Brock McGillis: “I absolutely love being a gay man, and I try and say it everywhere because most kids have never heard that.”

Major sports have an immense power to anyone who follows them.

As we saw last year during the pandemic, football can provide an escape from everyday worries. For all the vitriol that can be seen from “fans” on social media, taking the knee before matches has helped spark conversation around racial inequality and we have seen the likes of Graeme Souness and Lianne Sanderson promote messages of inclusion for the LGBTQIA+ community.

It’s not just in football this happens. In cricket multiple video packages have been put together during England test series on the effects of racism, with Michael Holding and Ebony Rainford-Brent speaking particularly well on the matter.

While those are examples of sport using its platform to spread positive, if at times tough to hear, messages towards social progress, that power can work the opposite way too.

The National Hockey League came in for criticism in June for kicking off Pride Month with a social media post promoting the work of allies. The frustration that came with that sparked Brock McGillis into action, and #HockeyPride was born.

“A lot of people were really upset, and rightfully so,” McGillis said.

“It felt like straight people celebrating straight people for Pride, which is essentially straight pride. At that point, I was a little disheartened but not surprised.

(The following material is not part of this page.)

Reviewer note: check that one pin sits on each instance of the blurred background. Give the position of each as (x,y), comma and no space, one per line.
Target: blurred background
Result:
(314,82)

“I was seeing everyone be so despondent, I just thought ‘well I’ll do it’, and I tweeted out saying if you wanted to be interviewed, I will interview you and I will share it on my socials. I anticipated doing a few interviews, maybe something small, very grassroots, but before I knew it I think I did over 120 interviews in three weeks.

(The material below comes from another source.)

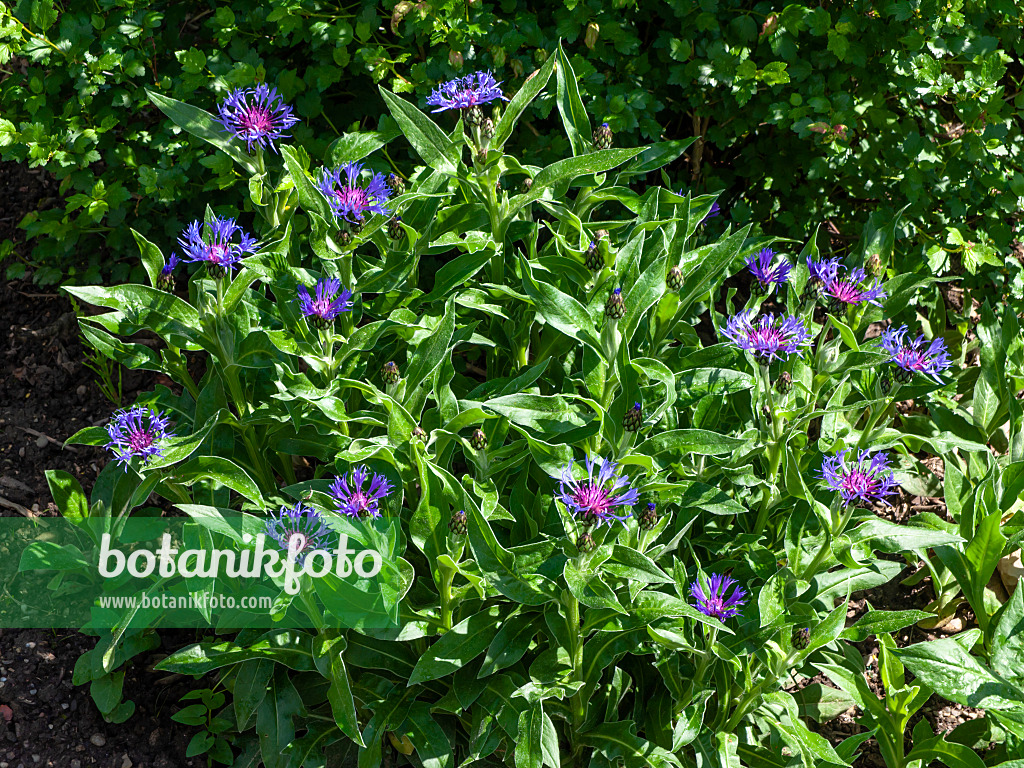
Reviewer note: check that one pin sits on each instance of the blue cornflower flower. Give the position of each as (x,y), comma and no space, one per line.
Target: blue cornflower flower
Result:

“Some people thought hockey is great, it’s inclusive and they feel good, and there’s no judgement. It’s like okay, that’s where they’re at, and other people were like ‘we need to burn this whole thing down’ and that’s where they are at.

“It was fascinating to see the different responses, and then how people changed after watching them all. I got DMs from some people saying ‘wait, I’m starting to realise that this, this and this goes on in this sport and there’s not really a space for me’, and that was pretty cool because now they’re critically analysing culture. Now they’re getting to see where it’s at, and actually look at it. Also, they got to see other people like themselves.

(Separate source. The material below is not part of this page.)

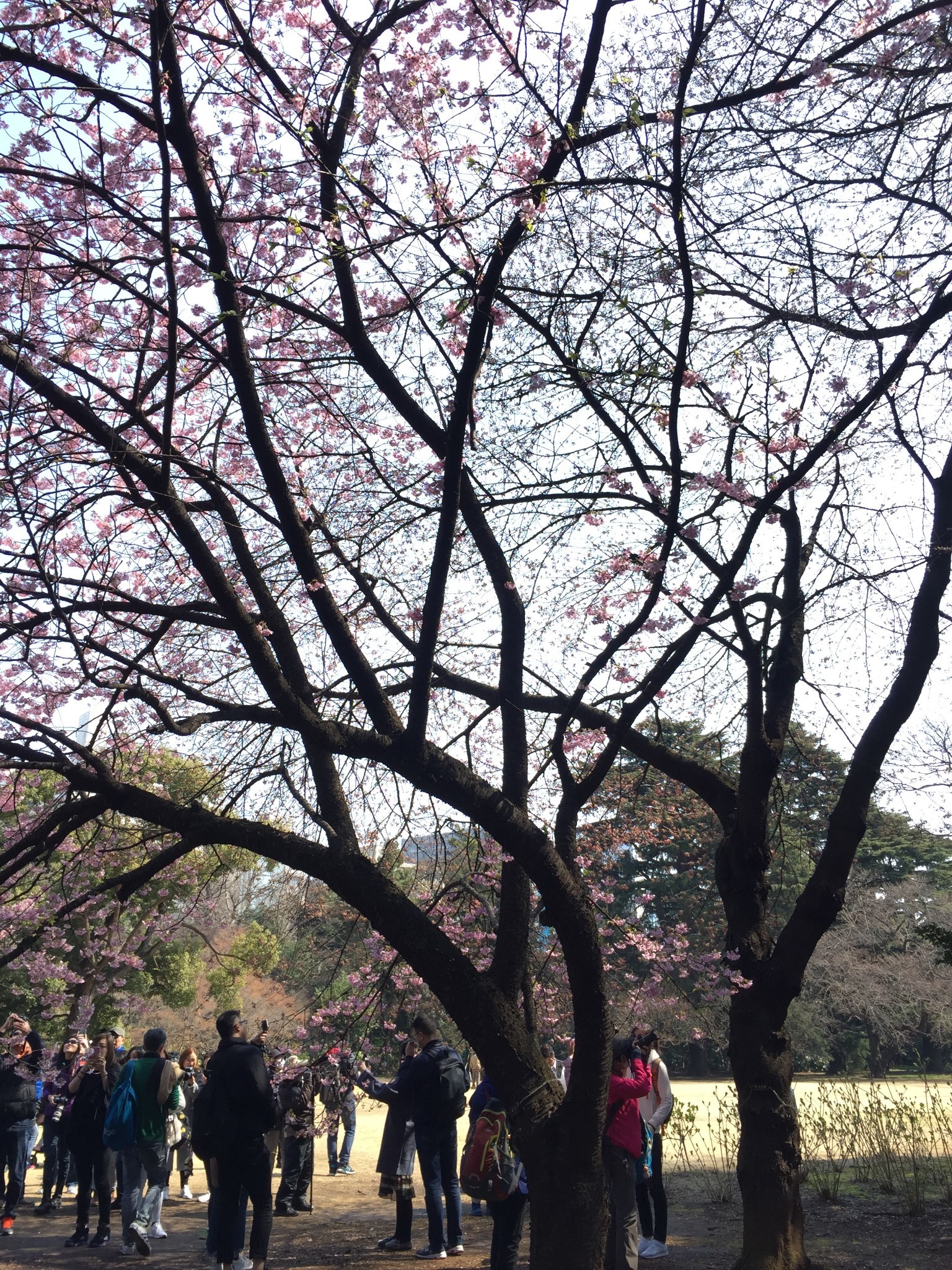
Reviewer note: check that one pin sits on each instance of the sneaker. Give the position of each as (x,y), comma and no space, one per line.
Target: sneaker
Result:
(140,1237)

McGillis received over 150 messages after asking for contributions to #HockeyPride.

“It ended up being one of the most exhausting projects I’ve ever taken on, and one of the most fulfilling projects I have ever taken on.

“I honestly didn’t expect it to resonate with people so much, because a lot of the stuff that was being said are things that I’ve been saying for years. I didn’t anticipate anyone shifting their viewpoint, or critically analysing, but I think when I say it it’s like ‘yeah, that’s Brock’s experience’.

“When you see hundreds of people saying it, you start thinking that maybe there’s something to it and maybe you need to re-evaluate how you look at things. We had people who haven’t necessarily been in those locker rooms, and they’re feeling it just sitting in the stands or watching at home, or just being a part of hockey Twitter. Then you’re like ‘wait, this is impacting everyone, not just the gay guy in the locker room’. This is impacting the entire community.”

Part of what has made #HockeyPride so impactful is that sheer volume of contributions coming in.

For years now McGillis has been something of a lone voice for LGBTQIA+ visibility in hockey, and that is something he has been acutely aware of.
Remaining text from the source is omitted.